Bertin was born near Constance, then in the Frankish Duchy of Alamannia. At an early age, he entered the Abbey of Luxeuil, where, under the austere rule of its abbot, Columbanus, he prepared himself for a future missionary career. About the year 638 he set out, in company with two confrères, Mummolin and Ebertram, for the extreme northern part of France in order to assist his friend and kinsman, Bishop Omer, in the evangelization of the Morini. This country, now in the Department of Pas-de-Calais, was then one vast marsh, studded here and there with hillocks and overgrown with seaweed and bulrushes. On one of these hillocks, Bertin and his companions built a small house and they went out daily to preach the Christian faith to the natives, most of whom were still pagans.

Gradually some converted pagans joined the little band of missionaries and a larger monastery had to be built. A tract of land called Sithiu had been donated to Omer by a converted nobleman named Adrowald. Omer now turned this whole tract over to the missionaries, who selected a suitable place on it for their new Abbey of St. Peter. Additional villages were granted by Count Waldebert, later a monk at Bertin's monastery of Sythiu and eventually Abbot of Luxueil and canonized, who gave his son at the baptismal font to Bertin, from whom the boy received his name and his education. The community grew so rapidly that in a short time this monastery also became too small and another was built where the city of St. Omer now stands.

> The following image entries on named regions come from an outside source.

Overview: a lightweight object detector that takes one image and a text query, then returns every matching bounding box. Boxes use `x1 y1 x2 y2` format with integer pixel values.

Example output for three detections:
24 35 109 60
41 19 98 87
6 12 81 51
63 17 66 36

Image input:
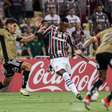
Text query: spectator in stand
72 23 85 55
24 0 33 18
91 4 110 35
28 36 46 57
44 8 60 25
66 8 81 34
44 0 58 14
3 0 12 18
11 0 24 23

The fame of Bertin's learning and sanctity was so great that in a short time more than 150 monks lived under his rule, among them St. Winnoc and his three companions who had come from Brittany to join Bertin's community and assist in the conversion of the heathen. When nearly the whole region was Christianized, and the marshy land transformed into a fertile plain, Bertin, knowing that his death was not far off, appointed Rigobert as his successor, while he himself spent the remainder of his life preparing for a happy death. Bertin began to be venerated as a saint soon after his death. His feast day is celebrated on 5 September.

Mummolin, perhaps because he was the oldest of the missionaries, was abbot of the two monasteries until he succeeded the deceased Eligius as Bishop of Noyon, about the year 659. Waldebert's son Bertin, adopted by Bertin the founder, then became the third abbot.

In later times the abbey became famous as a centre of sanctity and learning. About the 11th century, the name of the abbey was changed that of Saint-Bertin. The Annales Bertiniani (830–882; Mon. Germ. Hist. Script. I, 419–515) are important for the contemporary history of the West Frankish Kingdom. The abbey church, now in ruins, was one of the finest 14th-century Gothic edifices. In later times, its library, archives, and art-treasures were renowned both in and out of France.

The monks were expelled in 1791 by the invading forces of the French Revolutionary Army and in 1799 the abbey and its church were sold at auction.

His iconography is a boat as his home town, Sithiu was only accessible by water in Bertins time. A feast day is celebrated on 5 September, and his cult was taken to England with the Norman Invasion.